Três entrevistados, que preferiram não se identificar, disseram que dezenas de afegãos montaram lojas de armamento no sul do país e estão vendendo pistolas, rifles, granadas, binóculos e óculos de visão noturna americanos. O equipamento veio originalmente das forças de segurança do Afeganistão treinadas pelos EUA, em um programa que custou aos contribuintes americanos mais de US$ 38 bilhões em duas décadas de guerra.

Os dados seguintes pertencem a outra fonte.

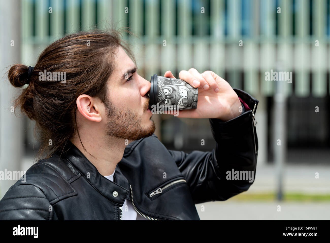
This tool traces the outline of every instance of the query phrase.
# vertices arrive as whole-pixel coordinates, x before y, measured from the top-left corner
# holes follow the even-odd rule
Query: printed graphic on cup
[[[196,109],[198,89],[182,79],[166,78],[154,74],[151,77],[149,108],[155,105],[157,110],[165,108],[170,110]]]

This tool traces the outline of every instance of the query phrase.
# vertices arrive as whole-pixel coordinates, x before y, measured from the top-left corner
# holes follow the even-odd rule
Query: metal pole
[[[278,65],[277,70],[282,71],[280,63]],[[283,198],[283,166],[285,157],[286,146],[285,134],[286,112],[285,95],[283,86],[285,80],[277,80],[276,82],[275,93],[274,96],[274,160],[276,167],[278,188],[277,198],[281,201]]]

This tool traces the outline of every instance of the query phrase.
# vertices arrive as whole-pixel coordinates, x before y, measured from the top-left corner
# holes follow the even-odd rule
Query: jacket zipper
[[[129,188],[131,190],[131,197],[132,198],[132,205],[133,205],[133,207],[134,208],[134,209],[135,209],[135,211],[136,211],[137,213],[141,216],[144,217],[150,220],[161,220],[157,219],[155,219],[153,218],[151,218],[151,217],[148,216],[147,216],[146,215],[143,214],[136,208],[136,207],[135,206],[135,205],[134,204],[134,201],[133,200],[133,191],[132,189],[132,186],[131,186],[130,185],[129,185]]]
[[[158,189],[155,191],[154,191],[150,193],[149,195],[149,196],[151,197],[153,196],[154,196],[157,194],[159,194],[159,193],[161,193],[163,192],[163,190],[164,189],[167,188],[169,186],[170,186],[172,185],[174,185],[176,183],[178,183],[179,182],[187,182],[187,181],[185,180],[184,179],[180,179],[179,180],[177,180],[176,181],[175,181],[174,182],[172,182],[168,184],[167,184],[166,185],[164,185],[161,187],[159,187]]]
[[[121,207],[119,208],[119,209],[120,210],[120,217],[119,219],[119,220],[122,220],[122,216],[123,216],[123,208],[122,207]]]
[[[257,146],[255,145],[255,136],[254,135],[254,128],[256,125],[258,123],[257,121],[255,120],[255,115],[254,114],[255,107],[257,106],[257,103],[254,103],[254,107],[253,108],[253,110],[252,111],[252,130],[253,131],[253,142],[254,142],[254,151],[255,154],[257,154]]]

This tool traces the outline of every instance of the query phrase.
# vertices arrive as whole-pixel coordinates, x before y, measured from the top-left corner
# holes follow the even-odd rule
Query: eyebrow
[[[121,76],[121,81],[123,81],[123,80],[125,80],[125,77],[126,76],[126,74],[128,74],[129,75],[130,74],[132,74],[133,73],[134,73],[137,70],[137,68],[136,67],[136,66],[134,66],[134,67],[133,67],[133,68],[131,68],[131,69],[127,70],[127,71],[126,71],[126,72],[125,72],[124,73],[124,74],[123,74],[122,76]]]

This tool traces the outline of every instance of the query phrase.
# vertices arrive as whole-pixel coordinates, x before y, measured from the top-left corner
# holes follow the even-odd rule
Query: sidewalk
[[[286,165],[283,171],[284,192],[330,194],[330,166]],[[318,173],[318,179],[315,178],[316,172]],[[257,165],[254,182],[246,193],[276,192],[278,180],[275,166]]]

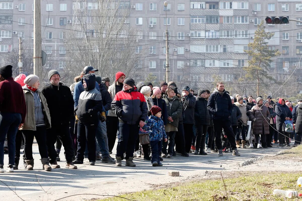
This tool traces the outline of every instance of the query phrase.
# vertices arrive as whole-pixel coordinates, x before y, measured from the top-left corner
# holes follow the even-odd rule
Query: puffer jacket
[[[164,122],[161,118],[153,115],[150,116],[148,122],[142,128],[149,130],[150,141],[161,141],[163,138],[168,138],[164,126]]]
[[[233,104],[232,106],[233,110],[232,111],[231,116],[230,117],[230,120],[231,121],[232,126],[238,126],[238,120],[241,118],[242,115],[239,108],[236,105]]]
[[[275,107],[275,111],[277,115],[276,118],[276,127],[278,130],[281,130],[284,125],[286,117],[289,117],[290,118],[292,118],[292,115],[288,107],[285,103],[283,105],[281,105],[282,100],[284,101],[285,102],[284,99],[280,99],[278,102],[276,103]]]
[[[173,98],[166,96],[164,100],[167,106],[167,115],[168,117],[172,117],[173,120],[173,122],[168,120],[167,124],[171,124],[178,127],[179,117],[182,116],[182,104],[181,100],[176,96]]]
[[[262,134],[263,127],[264,128],[264,133],[269,134],[268,124],[271,115],[267,107],[263,105],[255,105],[252,108],[249,117],[252,121],[254,121],[252,128],[254,135]]]
[[[195,125],[209,125],[211,118],[207,108],[207,101],[205,99],[198,97],[196,98],[194,110],[194,124]]]
[[[111,108],[122,123],[133,125],[147,119],[148,109],[145,97],[136,87],[117,92]]]
[[[247,124],[247,121],[249,119],[247,115],[246,115],[245,103],[243,103],[242,104],[240,104],[239,102],[236,102],[235,104],[240,110],[240,112],[241,113],[241,117],[240,118],[240,119],[243,122],[243,125],[246,126]]]

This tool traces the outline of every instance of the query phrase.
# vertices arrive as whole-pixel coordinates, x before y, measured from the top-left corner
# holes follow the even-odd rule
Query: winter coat
[[[151,115],[148,122],[142,128],[149,130],[150,141],[161,141],[163,138],[167,138],[164,126],[164,122],[161,118]]]
[[[232,105],[233,110],[230,117],[230,120],[232,126],[238,126],[238,120],[241,118],[242,115],[239,108],[235,104]]]
[[[29,90],[26,85],[24,86],[22,88],[24,93],[27,112],[24,124],[20,130],[36,130],[36,126],[38,122],[39,122],[38,124],[41,122],[45,123],[47,128],[50,128],[51,126],[50,115],[46,99],[43,94],[38,90],[34,92]],[[36,94],[36,95],[35,96],[34,94]],[[35,107],[35,105],[37,106]],[[41,107],[39,108],[40,107]],[[38,120],[38,118],[40,120]]]
[[[152,99],[152,100],[154,105],[158,106],[162,109],[162,119],[164,121],[164,125],[165,126],[167,125],[167,121],[168,118],[167,114],[166,102],[162,99],[158,99],[156,97]]]
[[[240,118],[240,119],[243,122],[243,125],[246,126],[247,124],[247,121],[249,119],[247,115],[246,115],[245,103],[243,103],[242,104],[240,104],[239,102],[236,102],[235,104],[239,108],[240,112],[241,113],[241,117]]]
[[[87,84],[87,88],[81,93],[75,112],[80,121],[97,124],[98,113],[102,111],[103,107],[101,93],[95,89],[95,75],[93,74],[84,75],[81,80],[82,84],[84,80]]]
[[[275,111],[277,115],[276,118],[276,127],[277,130],[281,130],[282,127],[284,125],[284,121],[285,121],[286,117],[289,117],[291,118],[292,115],[291,112],[289,110],[289,108],[285,103],[284,105],[281,105],[281,102],[282,100],[284,99],[280,99],[278,102],[276,104],[275,108]],[[284,101],[284,102],[285,102]]]
[[[122,123],[136,124],[140,121],[144,121],[147,118],[148,109],[145,97],[136,87],[117,92],[111,108]]]
[[[225,90],[220,92],[217,88],[209,98],[207,107],[215,120],[229,121],[233,110],[230,96],[225,93]]]
[[[194,124],[195,125],[209,125],[211,120],[209,111],[207,108],[207,101],[200,97],[196,98],[196,104],[194,110]]]
[[[302,103],[298,105],[295,115],[297,117],[296,120],[296,133],[302,133]]]
[[[178,127],[179,117],[182,114],[182,104],[180,99],[175,96],[173,98],[166,97],[165,101],[167,106],[167,113],[168,117],[171,117],[173,122],[168,121],[168,124],[171,124],[175,127]],[[170,104],[171,104],[171,106]]]
[[[58,86],[51,84],[43,88],[42,93],[47,102],[53,127],[69,125],[71,118],[74,118],[74,102],[69,87],[61,82]]]
[[[196,98],[189,93],[188,96],[183,96],[182,104],[185,109],[184,124],[194,124],[194,108],[196,103]]]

Durante a insurreição, os Talibã procuraram avidamente armas e equipamentos americanos. Agora, muito desse armamento está sendo vendido aos empresários afegãos porque a demanda do Talibã diminuiu com o fim do combate, segundo os vendedores. Os comerciantes disseram que muitos desses vendedores de armas traficaram equipamento para o Paquistão, onde a demanda por armas americanas é alta.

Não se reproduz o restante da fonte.